Deixo mais um link do site do jornal _Publico_, mas desta vez mostra um video.

http://www.publico.clix.pt/videos/?v=20080604140339&z=3


Abraço


----------



## Mário Barros (1 Ago 2008 às 20:44)

E irá continuar a diminuir, pois irá chover cada vez menos naquela zona devido há maluqueira da corrente do golfo.


----------



## *Dave* (1 Ago 2008 às 21:49)

Mário Barros disse:


> E irá continuar a diminuir, pois irá chover cada vez menos naquela zona devido há maluqueira da corrente do golfo.



Mas também devido há ambição do ser humano. Tudo pra ele, nada para as gerações futuras....

Abraço


----------



## stormy (12 Set 2008 às 16:06)

com a maluqueira da corrente do golfo poderam formar-se florestas no sahara.
nao vejam tudo por um mau prisma ja hexistem tecnologias q ja estao a melhorar a qualidade do ar em algumas cidades.


----------



## Paulo H (12 Set 2008 às 17:13)

stormy disse:


> com a maluqueira da corrente do golfo poderam formar-se florestas no sahara.
> nao vejam tudo por um mau prisma ja hexistem tecnologias q ja estao a melhorar a qualidade do ar em algumas cidades.



Dizem que sim, que alguns oasis se estão regenerando e expandindo, podendo numa questão de séculos poder dar origem a algo que dificilmente hoje em dia conseguimos imaginar, mas que sabemos por estar escrito nas escritas mais antigas da história, paisagens verdejantes com florestas! Ex: Babilónia, onde é hoje o Iraque, e todo o vale do nilo e do eufrates..

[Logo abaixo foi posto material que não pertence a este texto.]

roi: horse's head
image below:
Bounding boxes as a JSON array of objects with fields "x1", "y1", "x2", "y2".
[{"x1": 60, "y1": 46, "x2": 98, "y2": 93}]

Mas dizem que tem a ver com a inclinação da Terra, que permite a reposição dos lençois de água, como se subisse por essa razão o nível freático.. O que eu por muito que raciocine, não consigo explicar! Pois se não tiver a ver directamente com alterações climáticas, não encontro outra explicação científica. Para mim, se é indiferente para onde a Terra se incline, pois o peso é uma força, um vector com um escalar que é a massa e uma direcção que aponta para o centro de massa do planeta (não quiz dizer centro geométrico, propositadamente, pois não têm de coincidir). 

Já o mantimento da qualidade do ar nas cidades, me parece a mim, um esforço colossal, quase utópico. O que há a fazer é apostar nas energias limpas, antes que tenhamos de voltar à era do Carvão assim que se "esgotem" as principais reservas de petróleo.

Também o valor limite de 350 ppm de CO2 a partir do qual a natureza perde a capacidade de regeneração a favor da acumulação de CO2, não me parece que deva ser aceite assim como que uma constante universal, para sempre. Pelo contrário, talvez as condições iniciais que levaram ao cálculo deste valor já tenham mudado, dado haver menos floresta, os oceanos estarem mais ácidos e talvez com menor capacidade de absorção! 
Digo-o isto tudo de forma humilde, pois embora não quero por em causa o trabalho de milhares de cientistas que assim calcularam este valor! Mas parece-me lógico que se calculassem hoje este valor limite, provavelmente seria inferior no momento presente.

Não duvido da capacidade de regeneração do planeta, mas a uma escala de tempo que desconhecemos e que pode colocar em causa o nosso bem estar e das gerações vindouras.


----------